Seven countries — Israel, Bahrain, Jordan, Kiribati, Hong Kong, Nauru and Mauritius — have imposed bans on visitors from South Korea, according to Seoul’s foreign ministry website.
At least 17 countries — including Britain, Ethiopia, Kyrgyzstan, Turkmenistan, Kazakhstan, Oman, Qatar, Singapore and Thailand — have added South Korea to a list of virus-struck countries subject to tighter entry processes that could include tougher monitoring and mandatory clearance after a 14-day isolation period.
Qingdao, a Chinese city in the eastern province of Shandong, is also checking all passengers from South Korea for the virus.
Mongolia and Kuwait announced a temporary suspension of flights to and from South Korea.
Health authorities of Taiwan, Australia, New Zealand, Canada and Singapore have also adjusted the advisories recommending their people not travel to Korea and its southern city of Daegu and a nearby county, which are responsible for the recent spike in COVID-19 infections.
In a bid to prevent further repercussions, the foreign ministry held a meeting with officials from 103 foreign diplomatic missions in Seoul on Tuesday to brief them on the country’s containment efforts and to call for the countries to refrain from enacting excessive measures, such as entry bans.
“We explained to them our quarantine measures and asked each country to refrain from taking excessive measures out of fear or because of inaccurate understanding of our domestic situation,” Kim Gunn, deputy foreign minister who headed the meeting, told reporters.
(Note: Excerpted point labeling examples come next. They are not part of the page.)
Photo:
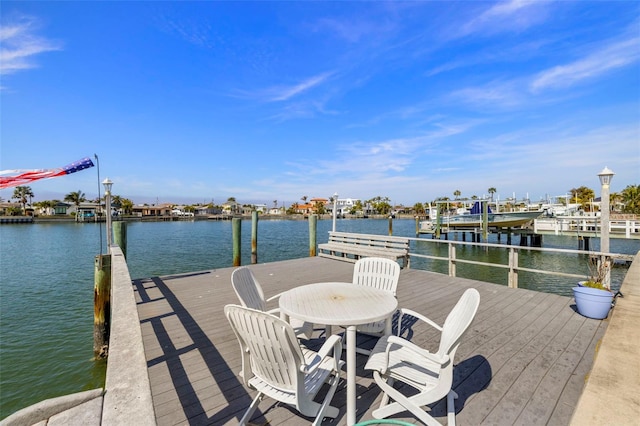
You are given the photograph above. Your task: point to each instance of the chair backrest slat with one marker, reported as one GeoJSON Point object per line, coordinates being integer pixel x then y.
{"type": "Point", "coordinates": [377, 272]}
{"type": "Point", "coordinates": [275, 355]}
{"type": "Point", "coordinates": [458, 321]}
{"type": "Point", "coordinates": [248, 289]}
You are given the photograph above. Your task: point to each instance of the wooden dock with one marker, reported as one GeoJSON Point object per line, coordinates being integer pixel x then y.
{"type": "Point", "coordinates": [523, 361]}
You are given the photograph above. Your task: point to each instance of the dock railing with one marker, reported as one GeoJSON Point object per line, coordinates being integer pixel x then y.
{"type": "Point", "coordinates": [513, 265]}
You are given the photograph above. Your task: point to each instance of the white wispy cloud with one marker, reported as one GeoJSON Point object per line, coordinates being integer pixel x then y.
{"type": "Point", "coordinates": [495, 94]}
{"type": "Point", "coordinates": [514, 15]}
{"type": "Point", "coordinates": [610, 57]}
{"type": "Point", "coordinates": [283, 93]}
{"type": "Point", "coordinates": [20, 44]}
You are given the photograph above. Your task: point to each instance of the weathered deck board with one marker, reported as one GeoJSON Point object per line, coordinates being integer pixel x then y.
{"type": "Point", "coordinates": [523, 361]}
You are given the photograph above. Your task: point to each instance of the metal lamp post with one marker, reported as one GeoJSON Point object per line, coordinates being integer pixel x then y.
{"type": "Point", "coordinates": [335, 210]}
{"type": "Point", "coordinates": [107, 194]}
{"type": "Point", "coordinates": [605, 180]}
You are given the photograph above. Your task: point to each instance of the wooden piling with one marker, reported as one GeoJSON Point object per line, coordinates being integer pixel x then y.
{"type": "Point", "coordinates": [101, 305]}
{"type": "Point", "coordinates": [236, 234]}
{"type": "Point", "coordinates": [313, 237]}
{"type": "Point", "coordinates": [254, 237]}
{"type": "Point", "coordinates": [485, 221]}
{"type": "Point", "coordinates": [120, 235]}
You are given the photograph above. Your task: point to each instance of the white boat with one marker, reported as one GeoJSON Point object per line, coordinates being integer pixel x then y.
{"type": "Point", "coordinates": [474, 218]}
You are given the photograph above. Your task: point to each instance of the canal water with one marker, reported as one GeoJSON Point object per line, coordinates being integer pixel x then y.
{"type": "Point", "coordinates": [46, 284]}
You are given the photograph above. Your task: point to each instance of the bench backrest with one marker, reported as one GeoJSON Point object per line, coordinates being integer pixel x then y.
{"type": "Point", "coordinates": [387, 241]}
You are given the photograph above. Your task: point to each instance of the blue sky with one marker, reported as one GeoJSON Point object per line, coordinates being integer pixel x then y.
{"type": "Point", "coordinates": [192, 101]}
Israel, one of the first countries to impose an entry ban, unexpectedly barred some 130 South Koreans who arrived in Tel Aviv on Saturday from entering the country.
The entry ban had come before it officially announced the decision on the entry ban.
Seoul has voiced regret over similar decisions being made by a few countries without prior notice.
On Monday, Israeli authorities flew two chartered flights at their own expense to send back about 400 South Korean tourists stranded there following the entry ban.